2018-03-14 15:35:42 EDT LOG: duration: 0.391 ms

2018-03-14 15:35:44 EDT ERROR: relation "public.npgsqltypes" does not exist at character 71

2018-03-14 15:35:44 EDT STATEMENT: select nspname,typname,oid,typrelid,typbasetype,type,elemoid,ord from "public"."npgsqltypes"

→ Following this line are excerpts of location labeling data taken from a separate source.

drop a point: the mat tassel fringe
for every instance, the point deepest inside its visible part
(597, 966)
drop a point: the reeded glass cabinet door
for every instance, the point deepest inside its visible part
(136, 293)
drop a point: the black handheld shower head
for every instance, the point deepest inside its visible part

2018-03-14 15:35:44 EDT LOG: statement: DISCARD ALL

2018-03-14 15:35:44 EDT LOG: duration: 0.073 ms

ADDED: 03/15/2018

Explain output of types query:

Sort  (cost=3015139.78..3018795.67 rows=1462356 width=213)
  Sort Key: (CASE WHEN (pg_proc.proname = ANY ('{array_recv,oidvectorrecv}'::name[])) THEN 3 WHEN (a.typtype = 'r'::"char") THEN 2 WHEN (a.typtype = 'd'::"char") THEN 1 ELSE 0 END)
  ->  Hash Left Join  (cost=920418.37..2779709.53 rows=1462356 width=213)
        Hash Cond: (a.oid = pg_range.rngtypid)
        ->  Hash Join  (cost=920417.24..2752289.21 rows=1462356 width=209)
              Hash Cond: ((a.typreceive)::oid = pg_proc.oid)
              ->  Hash Join  (cost=919817.78..2724270.58 rows=1462356 width=149)
                    Hash Cond: (a.typnamespace = ns.oid)
                    ->  Hash Left Join  (cost=919305.50..2687199.40 rows=1462356 width=89)
                          Hash Cond: (a.typelem = b.oid)
                          Filter: (((a.typtype = ANY ('{b,r,e,d}'::"char"[])) AND ((b.typtype IS NULL) OR (b.typtype = ANY ('{b,r,e,d}'::"char"[])))) OR ((a.typname = ANY ('{record,void}'::name[])) AND (a.typtype = 'p'::"char")))
                          ->  Seq Scan on pg_type a  (cost=0.00..694015.89 rows=13731889 width=89)
                          ->  Hash  (cost=694015.89..694015.89 rows=13731889 width=5)
                                ->  Seq Scan on pg_type b  (cost=0.00..694015.89 rows=13731889 width=5)
                    ->  Hash  (cost=388.79..388.79 rows=9879 width=68)
                          ->  Seq Scan on pg_namespace ns  (cost=0.00..388.79 rows=9879 width=68)
              ->  Hash  (cost=465.87..465.87 rows=10687 width=68)
                    ->  Seq Scan on pg_proc  (cost=0.00..465.87 rows=10687 width=68)
        ->  Hash  (cost=1.06..1.06 rows=6 width=8)
              ->  Seq Scan on pg_range  (cost=0.00..1.06 rows=6 width=8)

Solution

  • You're right, this query is issued by Npgsql to load all the types from a PostgreSQL backend - different database can have different data types (due to extensions, user-defined types, etc.).

    However, this query is sent only on the first physical connection to a specific database, as identified by its connection string. In other words, if you connect to the same database X times - to the same connection string - you should only see this query being sent once. Npgsql caches this information internally. I just verified that this is the behavior in 3.2.7, are you seeing something else?